Они еще пошептались, почти касаясь головами, и Анатоль все придвигался и придвигался, и трепещущие ноздри уже втягивали ее запах, особый, близкий, не официальный – дорогих духов и шампуней, – а влажной кожи, убранных в гладкую прическу волос, на виске выпущен локон, немного пота и мяты. Этот мятный запах был особенно мил и возбуждал чрезвычайно.

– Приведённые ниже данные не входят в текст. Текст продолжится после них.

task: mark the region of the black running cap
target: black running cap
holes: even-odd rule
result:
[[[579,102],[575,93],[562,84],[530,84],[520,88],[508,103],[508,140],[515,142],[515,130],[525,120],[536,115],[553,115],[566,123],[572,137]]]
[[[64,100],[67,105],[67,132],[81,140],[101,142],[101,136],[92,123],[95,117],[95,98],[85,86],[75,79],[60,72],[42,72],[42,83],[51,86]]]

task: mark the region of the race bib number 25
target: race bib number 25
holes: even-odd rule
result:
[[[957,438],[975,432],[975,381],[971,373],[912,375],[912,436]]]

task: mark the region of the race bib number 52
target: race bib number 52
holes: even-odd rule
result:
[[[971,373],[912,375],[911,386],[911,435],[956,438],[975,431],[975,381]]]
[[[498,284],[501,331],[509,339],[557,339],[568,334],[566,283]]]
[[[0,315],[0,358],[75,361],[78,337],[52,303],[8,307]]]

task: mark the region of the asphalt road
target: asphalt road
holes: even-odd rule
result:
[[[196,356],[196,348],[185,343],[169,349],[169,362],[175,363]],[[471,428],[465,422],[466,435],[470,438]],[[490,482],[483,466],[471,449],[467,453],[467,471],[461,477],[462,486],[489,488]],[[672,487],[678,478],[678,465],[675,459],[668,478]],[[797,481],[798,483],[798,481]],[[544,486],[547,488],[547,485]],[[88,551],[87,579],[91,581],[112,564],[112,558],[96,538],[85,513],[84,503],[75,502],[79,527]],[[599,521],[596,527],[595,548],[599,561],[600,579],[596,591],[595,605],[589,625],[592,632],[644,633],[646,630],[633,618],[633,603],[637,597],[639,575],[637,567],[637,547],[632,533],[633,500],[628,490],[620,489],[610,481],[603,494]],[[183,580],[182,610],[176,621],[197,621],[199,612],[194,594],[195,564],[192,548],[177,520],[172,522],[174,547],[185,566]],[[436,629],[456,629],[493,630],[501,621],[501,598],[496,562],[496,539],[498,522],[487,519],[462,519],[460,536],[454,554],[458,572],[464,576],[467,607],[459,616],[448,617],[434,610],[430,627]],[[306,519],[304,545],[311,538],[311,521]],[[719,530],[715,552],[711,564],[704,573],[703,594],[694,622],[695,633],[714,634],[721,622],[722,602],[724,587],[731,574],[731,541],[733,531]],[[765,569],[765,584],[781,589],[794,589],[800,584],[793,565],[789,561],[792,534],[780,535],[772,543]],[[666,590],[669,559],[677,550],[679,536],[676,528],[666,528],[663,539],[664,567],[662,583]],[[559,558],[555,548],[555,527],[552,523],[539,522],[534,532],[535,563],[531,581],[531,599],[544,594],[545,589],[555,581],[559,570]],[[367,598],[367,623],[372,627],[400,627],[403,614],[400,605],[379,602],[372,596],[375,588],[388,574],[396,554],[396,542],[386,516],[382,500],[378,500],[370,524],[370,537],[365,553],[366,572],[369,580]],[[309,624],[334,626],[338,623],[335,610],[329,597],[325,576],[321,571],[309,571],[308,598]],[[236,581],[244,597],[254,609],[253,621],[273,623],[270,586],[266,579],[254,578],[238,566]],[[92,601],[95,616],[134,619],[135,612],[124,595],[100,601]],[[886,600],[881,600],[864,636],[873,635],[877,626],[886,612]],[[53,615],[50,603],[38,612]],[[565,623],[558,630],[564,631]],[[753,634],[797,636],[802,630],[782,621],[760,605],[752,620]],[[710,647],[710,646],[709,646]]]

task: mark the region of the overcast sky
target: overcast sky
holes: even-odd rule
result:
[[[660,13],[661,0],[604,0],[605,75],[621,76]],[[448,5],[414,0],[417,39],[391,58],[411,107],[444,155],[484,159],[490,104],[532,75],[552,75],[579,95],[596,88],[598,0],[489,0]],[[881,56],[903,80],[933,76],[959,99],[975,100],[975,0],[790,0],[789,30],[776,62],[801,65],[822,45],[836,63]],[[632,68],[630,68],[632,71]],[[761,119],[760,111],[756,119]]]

– Ты ведешь себя неприлично, – шепнула она и чуть отодвинулась. – Так нельзя.

– Мне можно. Я слишком люблю тебя.

Она засмеялась и тонкими пальчиками поглубже засунула под край хрустальной пепельницы круглый комочек салфетки, в который выплюнула жвачку, когда увидела в окно Анатоля.

Нужно сказать ему что-то такое, что бы его отвлекло, а с другой стороны не охладило. Ей было очень важно, чтобы он как можно дольше пребывал в помрачении рассудка.

Она отдала ему свою руку – от пальцев тонко и почти неуловимо тянуло мятой, она точно знала, – сбоку взглянула на него и спросила, как он жил без нее весь этот длинный день.

Анатоль припал к ее руке и принялся рассказывать – как.

Была у него такая особенность. Он искренне считал, что других людей всерьез интересует его жизнь.

Аннет слушала вполуха и соображала. Нужно выйти в туалет, позвонить и приступить к делу. Этот козел с отвисшим пузом раздражал ее ужасно. Нет, каждой женщине приятно, когда ее обожают, пусть его, но та-а-акой противный!.. Она скосила глаза на шевелящиеся влажные, красные от возбуждения губы в сантиметре от собственной щеки. Фу, какая гадость!..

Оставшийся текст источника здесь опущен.